Oui et non. Il est vrai que nous n'avons pas connu les difficultés d'absentéisme majeures que d'autres établissements ont pu rencontrer durant la crise. Mais comme tout le monde, nous avons du mal à recruter des infirmières, des aides-soignantes. C'est un problème général structurel qui ne se résout pas facilement. L'autre difficulté réside dans le traitement différencié des salariés entre le public et l'associatif. Aujourd'hui nous faisons patienter nos collaborateurs. En début d'année, lorsque nous serons vraiment certains d'obtenir les financements, nous tenterons de faire un effort de trésorerie mais il y a urgence à recevoir les financements du Ségur. Structurellement on a toujours un risque de fuite des salariés vers le secteur public mais on a la satisfaction de voir des collaborateurs revenir car l'organisation n'est pas tout à fait la même. On arrive plutôt bien à fidéliser nos collaborateurs. Ils apprécient de travailler dans des structures à taille humaine et où il y a souvent beaucoup de convivialité.
Comment avez-vous appréhendé la 2è vague ?
Nous savons très bien que nous ne sortirons pas de cette crise tant que nous n'aurons pas de réponse de santé publique de type vaccin qui nous permette de « baisser la garde ». Nous avons maintenu nos protocoles tout l'été (septaine dès qu'une personne ne dormait pas dans l'établissement...). Cela a généré beaucoup de surcoûts pendant la période mais nous avons aussi profondément modifié nos modes de fonctionnement (changement d'organisation, précautions supplémentaires qui représentent 2 à 3 ETP...) dans les établissements. Nous estimons que ces changements représentent un surcoût moyen par établissement de l'ordre de 80 000 euros.
Qu'en est-il aujourd'hui ?
Cette 2è vague a plus touché cette fois les collaborateurs, et nous observons une répartition beaucoup plus homogène sur l'ensemble du territoire. Cela explique le fait que nos établissements sont davantage touchés. Pour répondre aux besoins de personnels, nous faisons fonctionner la solidarité au sein de notre réseau. Et cela marche même si quelques établissements sont toujours sous tension, avec des systèmes de réserve plus difficiles à actionner. Nous avons aussi du mal à faire respecter les gestes barrières par certaines familles, nous obligeant à mobiliser du personnel de l'établissement.

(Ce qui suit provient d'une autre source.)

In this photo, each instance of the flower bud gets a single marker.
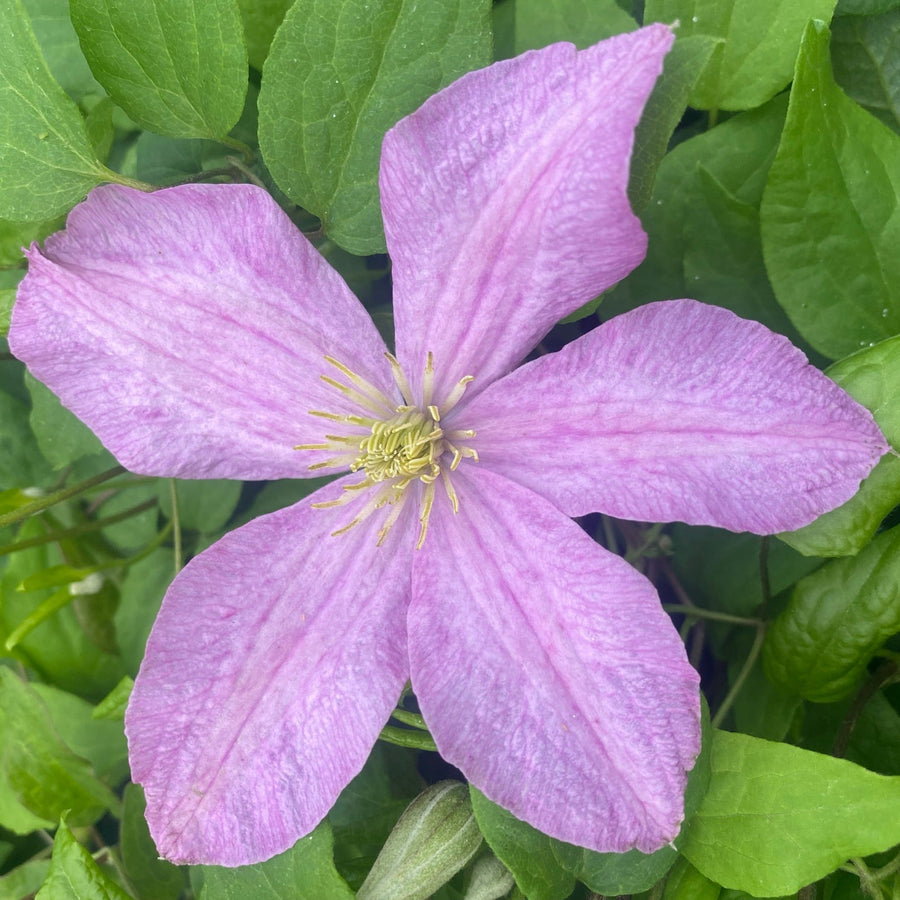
(432, 841)
(490, 879)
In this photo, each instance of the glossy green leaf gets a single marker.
(165, 160)
(436, 836)
(702, 223)
(100, 128)
(530, 855)
(21, 463)
(760, 39)
(62, 437)
(45, 155)
(686, 883)
(305, 872)
(836, 620)
(59, 45)
(871, 377)
(112, 707)
(153, 878)
(760, 708)
(337, 77)
(58, 648)
(830, 218)
(24, 881)
(583, 22)
(41, 777)
(261, 19)
(865, 7)
(73, 873)
(866, 64)
(177, 67)
(100, 741)
(776, 817)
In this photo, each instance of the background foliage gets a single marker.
(767, 175)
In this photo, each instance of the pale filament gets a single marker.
(395, 446)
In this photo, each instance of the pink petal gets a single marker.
(679, 410)
(189, 327)
(504, 201)
(276, 659)
(548, 672)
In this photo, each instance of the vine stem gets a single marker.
(118, 178)
(42, 503)
(712, 615)
(738, 684)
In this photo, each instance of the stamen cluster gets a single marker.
(394, 446)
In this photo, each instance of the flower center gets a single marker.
(405, 445)
(394, 446)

Ce qui est consommateur de temps.
Comment envisagez-vous l'avenir de vos établissements ?
Sur le plan stratégique, nous avons identifié deux axes essentiels. Le premier, c'est notre compétence à prodiguer des soins en établissement, mais aussi partout où résident des personnes âgées. Le deuxième, ce sont les Ehpad comme rouage essentiel dans la médecine de premier recours, notamment grâce à la mise en oeuvre de partenariat avec les hôpitaux de proximité. Il y a aussi une réflexion à mener sur l'organisation médicale dans nos établissements (médecins co prescripteurs, infirmières de nuit...).

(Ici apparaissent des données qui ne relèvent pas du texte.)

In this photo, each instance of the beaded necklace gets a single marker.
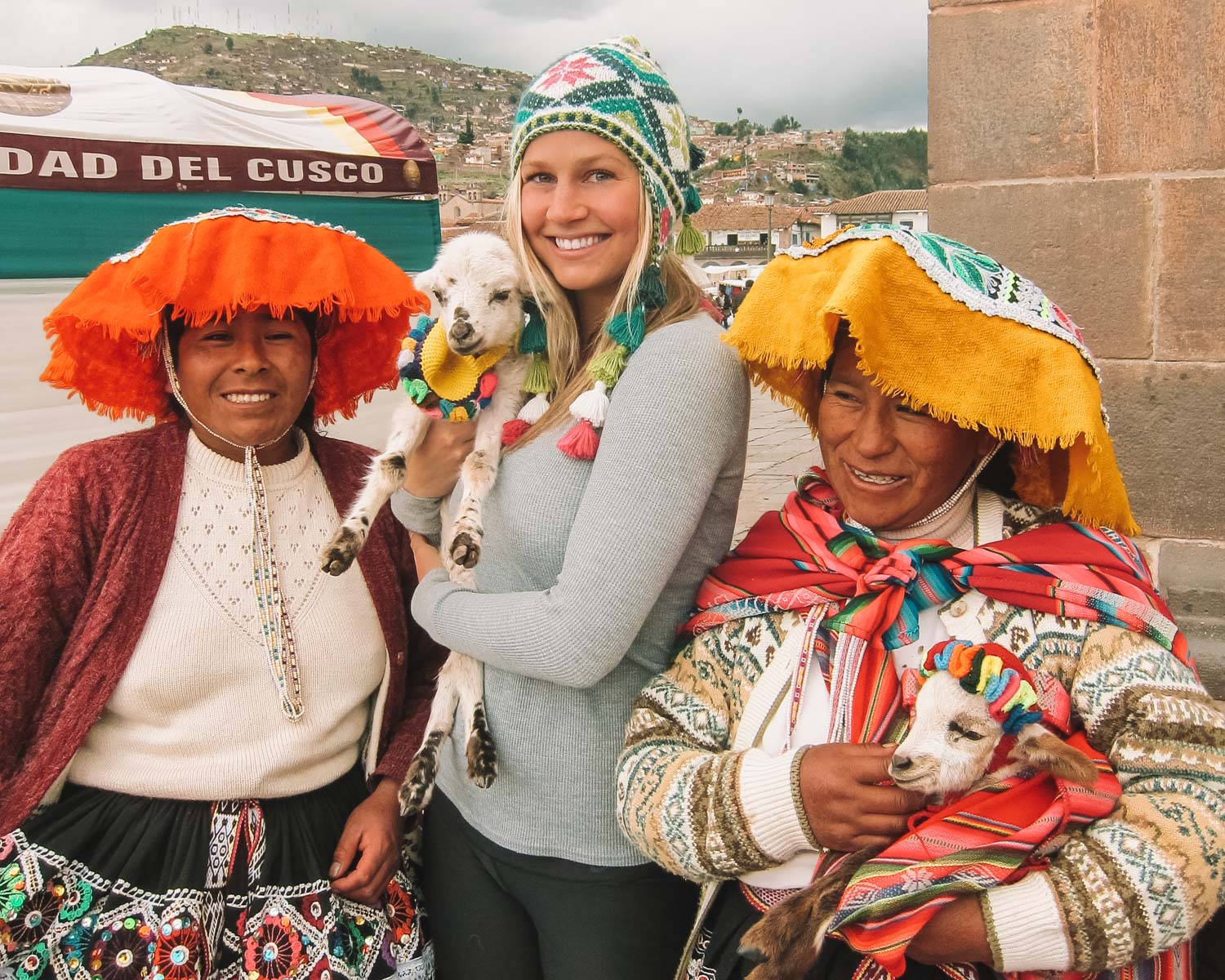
(276, 629)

Vous avez aussi réfléchi aux conditions de vie des résidents...
Oui pour un cadre de vie harmonieux, on ne peut pas continuer dans une logique de grande organisation collective. Nous souhaitons privilégier une organisation de nos établissements par « hameaux de vie ». Il s'agit de petites unités d'une vingtaine de résidents, avec chacune un relais-cuisine, une salle à manger, des animations dans des salons plus intimes, avec des équipes dédiées pour un lien privilégié.
Vous avez mené des webinaires sur l'éthique, édité une déclaration sur l'éthique. A quel besoin cela répond-t-il ?
On ne pouvait pas concevoir un projet stratégique sans intégrer cette relation interpersonnelle. On a donc élaboré une réflexion éthique pour accompagner toutes les parties prenantes, résidents, familles, collaborateurs. Pour cela, nous avons enclenché un dialogue conduit par Roger-Pol Droit entre des personnalités extérieures et des directeurs d'établissements afin d'élaborer une Déclaration. Il s'agit d'une réflexion partagée, rappelant qu'il est normal que cette question éthique se pose pour tous, mais que seul l'échange permettra d'élaborer des solutions appropriées.